Sabine Royalty Trust (SBR) fared relatively well in 2016. It suffered right alongside the other royalty trusts, but Sabine maintained a high dividend payout thanks to the resilience of its quality assets.
Sabine is on the high dividend stocks list thanks to its substantial dividend yield. You can see the full list of established 5%+ yielding stocks by clicking here.
Sabine pays dividends on a monthly schedule, which gives investors the ability to compound their dividends more frequently than the traditional quarterly schedule. There are only 21 stocks that pay monthly dividends. You can see the entire list of monthly dividend payers here.
This article will discuss Sabine’s business model, and why investors anticipating higher oil and gas prices may want to give this royalty trust a closer look.
Business Model
Sabine Royalty Trust was established on December 31, 1982. Its business model is based on income received from its royalty and mineral interests in various oil and gas properties. Sabine is a small-cap stock, with a market capitalization of $557 million. Its oil and gas producing properties are located in Florida, Louisiana, Mississippi, New Mexico, Oklahoma, and Texas.
The trust has had a long and successful history. When the trust was formed in 1982, reserves were estimated at 9 million barrels of oil and 62 billion cubic feet of gas. At inception, the lifespan of the trust was pegged at 9-10 years. The trust was expected to be fully depleted by 1993.

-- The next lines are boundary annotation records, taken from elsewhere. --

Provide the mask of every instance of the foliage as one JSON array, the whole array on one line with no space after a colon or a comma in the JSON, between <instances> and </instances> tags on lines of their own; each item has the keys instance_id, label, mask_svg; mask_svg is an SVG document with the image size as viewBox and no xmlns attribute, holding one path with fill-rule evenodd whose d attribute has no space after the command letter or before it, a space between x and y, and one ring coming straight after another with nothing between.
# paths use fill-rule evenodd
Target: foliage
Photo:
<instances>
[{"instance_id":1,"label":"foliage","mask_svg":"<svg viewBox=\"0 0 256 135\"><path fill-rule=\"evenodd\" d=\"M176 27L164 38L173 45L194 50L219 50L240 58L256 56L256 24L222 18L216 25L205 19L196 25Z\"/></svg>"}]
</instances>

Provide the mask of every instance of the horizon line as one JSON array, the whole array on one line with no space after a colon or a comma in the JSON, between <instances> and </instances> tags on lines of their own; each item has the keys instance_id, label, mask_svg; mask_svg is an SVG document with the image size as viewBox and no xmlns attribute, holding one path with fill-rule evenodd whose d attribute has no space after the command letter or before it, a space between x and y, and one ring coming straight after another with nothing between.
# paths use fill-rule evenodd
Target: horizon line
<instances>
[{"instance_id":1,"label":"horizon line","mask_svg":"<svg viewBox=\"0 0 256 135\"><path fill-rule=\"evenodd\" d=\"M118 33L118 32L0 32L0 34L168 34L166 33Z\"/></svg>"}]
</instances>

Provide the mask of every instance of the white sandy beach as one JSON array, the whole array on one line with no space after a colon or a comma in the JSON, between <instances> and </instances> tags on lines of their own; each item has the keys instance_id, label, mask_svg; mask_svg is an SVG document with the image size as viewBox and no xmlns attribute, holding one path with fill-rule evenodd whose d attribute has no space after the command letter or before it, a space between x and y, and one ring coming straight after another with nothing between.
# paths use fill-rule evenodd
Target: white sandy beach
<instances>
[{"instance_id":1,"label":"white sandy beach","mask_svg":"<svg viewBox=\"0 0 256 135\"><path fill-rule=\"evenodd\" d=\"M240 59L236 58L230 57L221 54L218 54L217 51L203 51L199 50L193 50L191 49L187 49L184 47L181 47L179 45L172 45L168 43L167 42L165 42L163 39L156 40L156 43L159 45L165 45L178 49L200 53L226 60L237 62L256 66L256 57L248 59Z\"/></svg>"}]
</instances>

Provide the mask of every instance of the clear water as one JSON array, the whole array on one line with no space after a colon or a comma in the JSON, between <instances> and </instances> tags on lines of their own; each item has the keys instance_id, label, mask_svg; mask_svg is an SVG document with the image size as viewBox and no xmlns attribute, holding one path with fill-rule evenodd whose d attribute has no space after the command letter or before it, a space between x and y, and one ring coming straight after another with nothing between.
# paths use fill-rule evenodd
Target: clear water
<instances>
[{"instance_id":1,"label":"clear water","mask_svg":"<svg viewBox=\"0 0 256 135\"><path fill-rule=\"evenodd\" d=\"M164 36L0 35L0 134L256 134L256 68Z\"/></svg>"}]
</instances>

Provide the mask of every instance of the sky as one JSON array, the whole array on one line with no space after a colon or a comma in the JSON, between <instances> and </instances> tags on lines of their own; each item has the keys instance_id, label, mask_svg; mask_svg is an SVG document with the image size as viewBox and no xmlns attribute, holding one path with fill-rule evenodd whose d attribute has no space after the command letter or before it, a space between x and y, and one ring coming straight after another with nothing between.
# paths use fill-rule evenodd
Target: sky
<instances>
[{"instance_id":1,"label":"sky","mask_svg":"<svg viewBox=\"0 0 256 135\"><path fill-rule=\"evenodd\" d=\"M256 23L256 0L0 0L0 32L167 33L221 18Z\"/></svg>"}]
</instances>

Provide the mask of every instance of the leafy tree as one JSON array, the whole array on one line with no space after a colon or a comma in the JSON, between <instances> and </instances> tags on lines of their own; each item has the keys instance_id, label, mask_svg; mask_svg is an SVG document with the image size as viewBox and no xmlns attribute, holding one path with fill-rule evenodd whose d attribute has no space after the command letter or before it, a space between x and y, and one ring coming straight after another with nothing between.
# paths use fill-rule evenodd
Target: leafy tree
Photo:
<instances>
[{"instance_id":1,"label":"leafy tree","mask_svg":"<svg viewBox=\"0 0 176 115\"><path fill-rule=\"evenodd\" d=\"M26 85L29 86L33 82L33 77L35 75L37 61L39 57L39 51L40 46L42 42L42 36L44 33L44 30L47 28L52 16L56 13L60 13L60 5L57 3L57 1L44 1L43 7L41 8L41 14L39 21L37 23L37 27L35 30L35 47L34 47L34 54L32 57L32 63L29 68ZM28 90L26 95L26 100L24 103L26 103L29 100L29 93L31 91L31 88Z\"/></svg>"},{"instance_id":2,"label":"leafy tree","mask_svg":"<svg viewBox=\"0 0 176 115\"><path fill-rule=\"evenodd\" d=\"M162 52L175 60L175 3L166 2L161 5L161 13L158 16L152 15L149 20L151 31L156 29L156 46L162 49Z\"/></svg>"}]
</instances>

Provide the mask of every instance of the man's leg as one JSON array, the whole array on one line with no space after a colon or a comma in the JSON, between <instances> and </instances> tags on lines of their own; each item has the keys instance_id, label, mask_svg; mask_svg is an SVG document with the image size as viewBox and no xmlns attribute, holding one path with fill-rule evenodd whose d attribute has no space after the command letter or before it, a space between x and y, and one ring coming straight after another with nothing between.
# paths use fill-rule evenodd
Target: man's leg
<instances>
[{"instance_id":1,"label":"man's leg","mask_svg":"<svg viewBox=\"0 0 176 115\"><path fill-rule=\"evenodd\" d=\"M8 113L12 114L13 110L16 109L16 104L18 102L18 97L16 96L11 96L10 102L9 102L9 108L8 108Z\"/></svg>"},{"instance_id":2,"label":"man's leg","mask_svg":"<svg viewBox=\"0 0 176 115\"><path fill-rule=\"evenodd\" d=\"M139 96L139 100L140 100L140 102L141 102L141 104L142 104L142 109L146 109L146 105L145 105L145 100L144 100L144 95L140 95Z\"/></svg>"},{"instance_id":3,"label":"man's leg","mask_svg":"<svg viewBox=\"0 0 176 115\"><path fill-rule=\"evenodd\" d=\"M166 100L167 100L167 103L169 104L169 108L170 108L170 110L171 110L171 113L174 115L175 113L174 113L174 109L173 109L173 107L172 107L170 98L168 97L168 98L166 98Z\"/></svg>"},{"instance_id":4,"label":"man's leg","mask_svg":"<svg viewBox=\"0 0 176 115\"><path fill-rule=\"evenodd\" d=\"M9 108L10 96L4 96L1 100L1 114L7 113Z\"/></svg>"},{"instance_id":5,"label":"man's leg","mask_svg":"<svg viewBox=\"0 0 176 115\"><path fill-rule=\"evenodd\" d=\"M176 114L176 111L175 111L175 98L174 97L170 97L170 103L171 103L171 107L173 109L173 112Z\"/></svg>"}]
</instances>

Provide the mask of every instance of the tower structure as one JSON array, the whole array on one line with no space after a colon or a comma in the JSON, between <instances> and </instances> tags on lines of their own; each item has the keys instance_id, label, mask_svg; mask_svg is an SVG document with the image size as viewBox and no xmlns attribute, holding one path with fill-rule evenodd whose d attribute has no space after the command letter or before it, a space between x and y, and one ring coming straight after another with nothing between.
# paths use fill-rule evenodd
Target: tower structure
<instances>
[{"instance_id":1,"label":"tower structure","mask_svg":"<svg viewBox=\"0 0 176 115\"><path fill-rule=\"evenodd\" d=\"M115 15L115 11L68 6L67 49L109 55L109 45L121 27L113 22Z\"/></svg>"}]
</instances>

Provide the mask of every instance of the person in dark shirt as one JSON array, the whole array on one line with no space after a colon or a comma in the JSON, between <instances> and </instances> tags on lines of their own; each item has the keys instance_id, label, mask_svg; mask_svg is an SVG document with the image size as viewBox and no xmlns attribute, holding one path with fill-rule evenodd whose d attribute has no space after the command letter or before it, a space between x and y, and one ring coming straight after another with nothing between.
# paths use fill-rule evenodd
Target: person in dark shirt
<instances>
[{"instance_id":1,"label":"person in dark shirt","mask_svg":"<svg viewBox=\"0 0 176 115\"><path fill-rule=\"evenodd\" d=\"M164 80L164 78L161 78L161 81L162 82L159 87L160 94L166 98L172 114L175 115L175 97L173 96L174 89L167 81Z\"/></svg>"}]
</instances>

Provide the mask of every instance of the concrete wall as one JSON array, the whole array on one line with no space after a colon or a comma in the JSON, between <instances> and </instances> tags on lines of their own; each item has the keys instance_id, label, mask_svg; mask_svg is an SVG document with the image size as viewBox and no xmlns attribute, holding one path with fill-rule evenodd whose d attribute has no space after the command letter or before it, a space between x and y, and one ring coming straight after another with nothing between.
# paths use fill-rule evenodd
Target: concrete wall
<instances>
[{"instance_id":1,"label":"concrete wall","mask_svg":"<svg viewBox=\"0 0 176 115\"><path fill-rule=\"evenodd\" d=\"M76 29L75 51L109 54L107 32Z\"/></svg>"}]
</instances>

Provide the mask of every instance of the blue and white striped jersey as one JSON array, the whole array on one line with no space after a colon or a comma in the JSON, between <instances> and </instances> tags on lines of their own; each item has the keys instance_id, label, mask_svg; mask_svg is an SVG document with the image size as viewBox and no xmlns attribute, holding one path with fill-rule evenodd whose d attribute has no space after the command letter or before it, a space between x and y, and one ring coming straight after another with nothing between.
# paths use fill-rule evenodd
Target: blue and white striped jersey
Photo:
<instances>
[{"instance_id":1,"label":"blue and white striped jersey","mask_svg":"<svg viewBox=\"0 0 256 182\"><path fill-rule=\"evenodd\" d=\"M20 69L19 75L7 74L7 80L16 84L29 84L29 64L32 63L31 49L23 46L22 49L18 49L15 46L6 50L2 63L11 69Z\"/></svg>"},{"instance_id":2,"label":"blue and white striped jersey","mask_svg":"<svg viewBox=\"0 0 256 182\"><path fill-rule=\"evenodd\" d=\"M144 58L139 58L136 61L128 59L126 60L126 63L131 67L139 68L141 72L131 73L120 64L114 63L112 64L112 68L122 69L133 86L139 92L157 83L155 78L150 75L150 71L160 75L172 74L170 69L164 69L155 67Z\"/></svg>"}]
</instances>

35 years later, Sabine Royalty Trust is still kicking. In that time, the trust has produced more than 20 million barrels of oil, and over a billion cubic feet of gas. Sabine has paid out approximately $1.279 billion in distributions to unitholders over the course of the past 35 years.

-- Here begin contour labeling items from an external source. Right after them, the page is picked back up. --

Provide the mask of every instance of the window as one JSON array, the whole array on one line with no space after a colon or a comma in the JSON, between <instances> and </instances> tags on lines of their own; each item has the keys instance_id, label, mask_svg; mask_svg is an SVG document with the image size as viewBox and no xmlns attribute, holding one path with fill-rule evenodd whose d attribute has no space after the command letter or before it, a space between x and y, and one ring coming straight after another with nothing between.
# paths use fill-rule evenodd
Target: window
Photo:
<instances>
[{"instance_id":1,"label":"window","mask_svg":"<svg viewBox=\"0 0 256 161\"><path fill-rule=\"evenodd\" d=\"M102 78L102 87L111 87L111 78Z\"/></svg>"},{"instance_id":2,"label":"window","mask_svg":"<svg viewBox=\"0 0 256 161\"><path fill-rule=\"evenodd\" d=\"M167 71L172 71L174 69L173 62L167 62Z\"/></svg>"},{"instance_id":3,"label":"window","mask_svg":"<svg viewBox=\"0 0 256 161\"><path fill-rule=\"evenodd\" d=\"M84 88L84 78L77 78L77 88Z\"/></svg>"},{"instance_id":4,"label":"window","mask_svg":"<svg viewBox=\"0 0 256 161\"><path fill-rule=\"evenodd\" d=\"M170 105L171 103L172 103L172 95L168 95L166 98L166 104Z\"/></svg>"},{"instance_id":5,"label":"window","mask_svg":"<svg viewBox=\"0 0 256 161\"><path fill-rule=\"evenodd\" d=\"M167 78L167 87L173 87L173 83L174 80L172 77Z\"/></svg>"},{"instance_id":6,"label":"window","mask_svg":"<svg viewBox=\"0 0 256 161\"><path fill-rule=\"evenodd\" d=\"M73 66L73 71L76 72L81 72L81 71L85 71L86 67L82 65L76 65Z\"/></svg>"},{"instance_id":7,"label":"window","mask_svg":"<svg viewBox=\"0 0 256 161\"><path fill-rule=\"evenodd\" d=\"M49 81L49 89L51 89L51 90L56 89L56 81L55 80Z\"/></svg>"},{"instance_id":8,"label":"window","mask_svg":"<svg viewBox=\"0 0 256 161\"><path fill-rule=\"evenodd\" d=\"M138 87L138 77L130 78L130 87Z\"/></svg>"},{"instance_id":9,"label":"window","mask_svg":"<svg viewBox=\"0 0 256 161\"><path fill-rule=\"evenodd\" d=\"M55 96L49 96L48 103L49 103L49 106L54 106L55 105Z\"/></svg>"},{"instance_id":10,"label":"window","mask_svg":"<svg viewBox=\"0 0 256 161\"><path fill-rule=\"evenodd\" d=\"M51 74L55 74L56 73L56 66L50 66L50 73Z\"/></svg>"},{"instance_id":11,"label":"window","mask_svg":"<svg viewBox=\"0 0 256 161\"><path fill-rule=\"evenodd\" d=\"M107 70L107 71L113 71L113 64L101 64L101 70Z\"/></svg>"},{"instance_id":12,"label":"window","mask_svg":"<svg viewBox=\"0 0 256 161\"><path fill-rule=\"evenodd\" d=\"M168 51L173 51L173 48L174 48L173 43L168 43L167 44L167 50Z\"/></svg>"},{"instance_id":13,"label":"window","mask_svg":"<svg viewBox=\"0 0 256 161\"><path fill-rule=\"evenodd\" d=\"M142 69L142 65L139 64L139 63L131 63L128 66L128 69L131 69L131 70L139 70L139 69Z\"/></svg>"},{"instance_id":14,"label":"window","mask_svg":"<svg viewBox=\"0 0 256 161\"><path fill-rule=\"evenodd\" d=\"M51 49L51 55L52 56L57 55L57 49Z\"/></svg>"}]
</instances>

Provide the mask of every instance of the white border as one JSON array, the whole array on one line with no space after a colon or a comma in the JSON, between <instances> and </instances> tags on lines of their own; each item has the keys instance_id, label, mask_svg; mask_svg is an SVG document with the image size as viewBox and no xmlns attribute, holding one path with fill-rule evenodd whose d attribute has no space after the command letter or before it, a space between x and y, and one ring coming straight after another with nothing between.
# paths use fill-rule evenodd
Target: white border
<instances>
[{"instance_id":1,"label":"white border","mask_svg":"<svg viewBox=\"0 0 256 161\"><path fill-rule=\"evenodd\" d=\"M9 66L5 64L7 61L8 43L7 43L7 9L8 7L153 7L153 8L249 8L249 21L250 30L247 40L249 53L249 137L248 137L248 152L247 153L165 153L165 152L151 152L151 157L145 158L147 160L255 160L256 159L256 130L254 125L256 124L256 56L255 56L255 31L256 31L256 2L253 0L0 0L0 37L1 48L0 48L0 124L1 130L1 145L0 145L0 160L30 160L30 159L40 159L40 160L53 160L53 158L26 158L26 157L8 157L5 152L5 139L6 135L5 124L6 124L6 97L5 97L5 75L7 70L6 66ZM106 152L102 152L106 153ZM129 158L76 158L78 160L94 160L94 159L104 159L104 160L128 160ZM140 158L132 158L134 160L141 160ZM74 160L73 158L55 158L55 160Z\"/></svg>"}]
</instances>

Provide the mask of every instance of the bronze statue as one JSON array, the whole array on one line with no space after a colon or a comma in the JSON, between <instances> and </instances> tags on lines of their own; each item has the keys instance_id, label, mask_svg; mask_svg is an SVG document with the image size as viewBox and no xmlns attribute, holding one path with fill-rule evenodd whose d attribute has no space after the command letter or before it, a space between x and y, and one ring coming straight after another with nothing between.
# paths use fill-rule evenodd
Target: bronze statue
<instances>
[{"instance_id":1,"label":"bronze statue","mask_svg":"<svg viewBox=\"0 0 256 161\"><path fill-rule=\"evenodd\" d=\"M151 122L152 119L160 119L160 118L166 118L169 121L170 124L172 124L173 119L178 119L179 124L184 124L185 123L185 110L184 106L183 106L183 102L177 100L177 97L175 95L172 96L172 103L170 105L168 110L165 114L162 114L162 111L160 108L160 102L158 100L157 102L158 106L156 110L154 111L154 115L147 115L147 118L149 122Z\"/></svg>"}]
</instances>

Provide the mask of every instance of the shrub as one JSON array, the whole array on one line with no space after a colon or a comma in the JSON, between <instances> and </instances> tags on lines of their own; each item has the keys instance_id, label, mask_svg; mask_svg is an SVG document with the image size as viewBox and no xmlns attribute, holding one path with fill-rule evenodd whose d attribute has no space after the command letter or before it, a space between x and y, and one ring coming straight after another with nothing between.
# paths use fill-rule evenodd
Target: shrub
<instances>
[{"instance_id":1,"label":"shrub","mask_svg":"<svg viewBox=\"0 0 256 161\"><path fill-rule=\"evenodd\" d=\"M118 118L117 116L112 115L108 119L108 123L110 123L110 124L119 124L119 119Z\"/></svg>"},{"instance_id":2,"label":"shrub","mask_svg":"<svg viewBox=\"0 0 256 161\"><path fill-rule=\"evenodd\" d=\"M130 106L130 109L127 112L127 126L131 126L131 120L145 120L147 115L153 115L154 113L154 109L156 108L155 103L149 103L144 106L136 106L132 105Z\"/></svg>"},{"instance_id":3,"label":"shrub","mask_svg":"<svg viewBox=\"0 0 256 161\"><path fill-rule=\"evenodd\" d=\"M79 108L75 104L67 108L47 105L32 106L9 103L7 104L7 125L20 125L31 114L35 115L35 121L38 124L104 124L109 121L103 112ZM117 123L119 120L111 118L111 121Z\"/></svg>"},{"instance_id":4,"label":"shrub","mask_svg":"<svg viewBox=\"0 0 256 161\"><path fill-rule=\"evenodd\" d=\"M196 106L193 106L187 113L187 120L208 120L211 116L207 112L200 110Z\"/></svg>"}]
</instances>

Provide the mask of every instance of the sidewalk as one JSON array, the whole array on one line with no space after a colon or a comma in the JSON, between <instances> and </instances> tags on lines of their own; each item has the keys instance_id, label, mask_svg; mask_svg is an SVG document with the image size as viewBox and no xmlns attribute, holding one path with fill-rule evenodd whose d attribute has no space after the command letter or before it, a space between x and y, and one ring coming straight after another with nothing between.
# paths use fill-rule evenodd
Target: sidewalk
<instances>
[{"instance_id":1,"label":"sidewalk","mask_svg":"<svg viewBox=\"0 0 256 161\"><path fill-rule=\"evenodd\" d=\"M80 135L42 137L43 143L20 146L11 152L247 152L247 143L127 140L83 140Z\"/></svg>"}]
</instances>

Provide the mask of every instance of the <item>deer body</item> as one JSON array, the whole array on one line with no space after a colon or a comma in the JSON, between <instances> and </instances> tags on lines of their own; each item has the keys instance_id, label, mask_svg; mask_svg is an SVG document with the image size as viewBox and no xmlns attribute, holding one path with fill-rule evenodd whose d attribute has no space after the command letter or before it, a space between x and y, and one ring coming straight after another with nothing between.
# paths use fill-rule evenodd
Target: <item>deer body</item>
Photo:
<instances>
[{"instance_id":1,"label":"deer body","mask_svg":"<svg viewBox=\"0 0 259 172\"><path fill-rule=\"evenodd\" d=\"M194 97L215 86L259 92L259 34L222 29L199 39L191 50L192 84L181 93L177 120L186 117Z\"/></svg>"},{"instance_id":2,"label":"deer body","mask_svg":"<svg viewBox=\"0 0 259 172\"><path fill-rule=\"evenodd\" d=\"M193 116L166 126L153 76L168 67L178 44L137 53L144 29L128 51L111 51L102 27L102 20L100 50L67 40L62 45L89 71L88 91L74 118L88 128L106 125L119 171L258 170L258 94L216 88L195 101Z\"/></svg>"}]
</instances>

The most recent forecasts are for remaining reserves of 6.0 million barrels of oil, and 35.6 billion cubic feet of gas. If these projections are accurate, the trust would have a remaining lifespan of roughly 8-10 years. The trust does not have a specified end date, but it would terminate if revenue from the royalty properties falls below $2 million per year, in any consecutive two-year period.